Лекция читалась на тему: 'О землеустройстве и немного о земельной политике'. Насколько новы и теоретичны все стремления господствующей партии, во главе которой, конечно, стоят фанатики-теоретики, не отступающие от своих принципов. Лектор был свидетелем случая, когда стояла дилемма: отопить учреждение или не отступиться от принципа, что в социалистическом государстве не может быть подрядчиков. И был получен ответ: если даже 50% москвичей будут обречены на смерть от холода, мы не можем отказаться от своих принципов.
28 апреля 1920 года, Качалкино
Мне хотелось выяснить, как N. отнесся к моему письму. Вероятно, оно ему показалось глупым. При первом случае я с ним заговорила об этом. Оказывается, мое письмо не поразило его.
'Это дело довольно сложное, надо припомнить все 35 лет, лучше и легче рассказать то, что вас больше всего интересует', - сказал он.
На следующий день мы вместе с N. ездили в Москву. N. все допытывался, что заставило меня желать знать его автобиографию. Простое ли любопытство: узнать и забыть - или же тут руководил мною интерес к определенной личности, и почему именно к нему. Да, с моей стороны был интерес. Почему он возник?
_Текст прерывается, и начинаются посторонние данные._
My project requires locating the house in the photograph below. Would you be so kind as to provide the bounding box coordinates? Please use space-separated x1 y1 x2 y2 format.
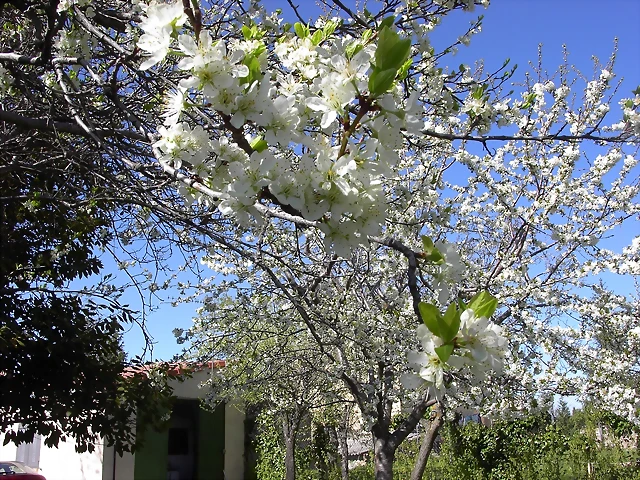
0 362 246 480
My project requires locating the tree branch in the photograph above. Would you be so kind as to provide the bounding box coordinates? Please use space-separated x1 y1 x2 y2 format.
370 236 422 322
0 110 146 141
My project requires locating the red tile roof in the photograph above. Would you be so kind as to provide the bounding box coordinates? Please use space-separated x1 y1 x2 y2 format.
122 360 226 378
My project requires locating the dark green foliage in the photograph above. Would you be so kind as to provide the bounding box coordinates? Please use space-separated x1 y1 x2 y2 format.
345 406 640 480
438 412 570 480
0 135 176 454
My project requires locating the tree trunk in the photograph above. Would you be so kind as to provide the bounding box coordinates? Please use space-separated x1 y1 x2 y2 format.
336 424 349 480
315 424 329 480
373 436 396 480
283 417 297 480
410 402 444 480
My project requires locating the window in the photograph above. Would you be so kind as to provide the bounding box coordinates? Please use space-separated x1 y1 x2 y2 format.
168 428 189 455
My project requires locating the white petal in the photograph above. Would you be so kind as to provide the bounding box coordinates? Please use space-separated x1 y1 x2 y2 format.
230 112 246 129
417 324 430 340
333 177 352 196
140 55 161 70
321 110 337 129
178 34 198 56
307 97 329 112
447 354 468 369
407 350 429 367
400 373 424 389
234 64 249 78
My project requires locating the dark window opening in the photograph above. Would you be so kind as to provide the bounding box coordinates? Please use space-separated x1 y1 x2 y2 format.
168 428 190 455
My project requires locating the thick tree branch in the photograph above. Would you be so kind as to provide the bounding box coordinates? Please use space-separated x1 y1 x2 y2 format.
0 109 146 141
370 236 422 322
389 396 437 450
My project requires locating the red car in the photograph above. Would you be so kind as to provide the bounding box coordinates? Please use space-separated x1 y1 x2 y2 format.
0 461 46 479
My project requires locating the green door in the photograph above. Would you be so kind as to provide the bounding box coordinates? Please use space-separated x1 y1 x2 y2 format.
134 425 169 480
197 403 225 480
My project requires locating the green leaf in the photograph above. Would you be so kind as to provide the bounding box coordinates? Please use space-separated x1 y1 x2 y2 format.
323 20 339 37
440 302 461 343
241 55 262 85
362 29 373 44
241 25 251 40
420 236 444 264
379 16 396 30
467 291 498 318
390 38 411 69
375 27 411 72
252 25 263 39
418 301 442 338
422 236 434 250
252 43 267 57
294 22 306 38
397 57 413 81
471 84 487 100
345 42 363 60
521 92 537 110
435 344 454 363
368 67 397 96
250 136 268 152
375 26 399 68
311 29 324 46
424 249 444 264
457 298 467 312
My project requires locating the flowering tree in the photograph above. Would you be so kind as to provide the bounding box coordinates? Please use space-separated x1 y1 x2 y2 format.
186 292 348 480
1 0 638 478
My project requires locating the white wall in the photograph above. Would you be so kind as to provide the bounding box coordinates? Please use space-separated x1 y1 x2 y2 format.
224 402 245 480
0 431 102 480
0 433 17 461
172 369 211 399
38 438 103 480
101 446 134 480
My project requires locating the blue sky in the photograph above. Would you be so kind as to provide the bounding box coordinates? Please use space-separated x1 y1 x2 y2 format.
121 0 640 360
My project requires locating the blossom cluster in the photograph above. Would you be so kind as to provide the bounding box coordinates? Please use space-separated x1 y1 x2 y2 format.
402 306 508 392
135 0 637 259
56 0 90 13
138 1 187 70
54 28 95 58
139 1 428 255
621 94 640 135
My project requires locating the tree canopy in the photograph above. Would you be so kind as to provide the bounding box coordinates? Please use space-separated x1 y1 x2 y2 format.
1 0 185 453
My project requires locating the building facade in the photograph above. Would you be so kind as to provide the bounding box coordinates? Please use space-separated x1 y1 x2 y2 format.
1 367 245 480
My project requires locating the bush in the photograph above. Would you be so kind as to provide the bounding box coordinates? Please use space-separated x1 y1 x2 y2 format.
254 407 640 480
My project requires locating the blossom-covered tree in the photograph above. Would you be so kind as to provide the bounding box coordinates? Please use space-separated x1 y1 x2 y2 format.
1 0 638 478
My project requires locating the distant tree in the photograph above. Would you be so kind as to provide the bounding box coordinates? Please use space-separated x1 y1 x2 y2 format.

Тут большую роль сыграли его письма и его начинания в определенной области. Я поверила в серьезность его чувства, о чем он говорит и теперь, и хотела знать переживания и самочувствие этого человека.
Ведь когда-то это желание было сильно. Вообще, что-то было по отношению к нему, при воспоминании о нем возникало какое-то горячее желание, тоска по чему-то неисполненному. Теперь об этом и помину нет, я совершенно спокойна. Не хочу знать его автобиографии и давать ему свой дневник. Мне вся эта история кажется скучной, нудной, а главное, неискренней. Зачем мне знать его жизнь со всеми мелочами, да имею ли нравственное право желать этого?
Я чувствую, что это создает натянутое, принужденное отношение. Ведь у меня нет духовного родства, близости к N. Но что же тогда было раньше, когда душа рвалась к нему, было страстное желание видеть его, говорить с ним обо всем, вполне откровенно и искренне? Теперь есть эта возможность, но нет желания ее использовать, потому что пропал душевный жар. То можно было, пожалуй, назвать началом любви, и, если бы тогда он не бросил добиваться успеха, он, может быть, и получил бы его. Но он был слишком деликатен и корректен духовно, чтобы продолжать добиваться своего, когда я ему определенно сказала, что любовь без взаимности смешна и надоедлива.
Письмо к N. окончательно отрезвило меня. Возможная близость оттолкнула, у меня явилось опасение за свою свободу, спокойствие.
Налицо факт: после увлечения наступает полнейшее охлаждение. Как это объяснить? В какой мере тут принимает участие психика, физиология? Для меня самой этот вопрос является смутным и неясным.
29 апреля 1920 года, Качалкино
Получила от сестры Саши письмо в ответ на мои рассуждения и умозаключения.
Она пишет: 'Вся прелесть любви состоит во взаимной потере свободы. Два сливаются в одно'.
Для меня эти слова непонятны. Мое 'я' всегда останется моим 'я'.
***
В Москве побывала на лекции: 'Поэзия будущего'. Выступали современные поэты. Каких тут только нет направлений: символизм, кубизм, футуризм, центрофугизм (97), имажинизм, экспрессионизм, неоклассицизм и др. Никто не говорил о поэзии, только личные счеты, борьба за первенство, какое-то глупое оригинальничанье. Получилось впечатление ярмарочного балагана. Потом выступили очень хорошие критики, которые в пух и прах разбили современных поэтов.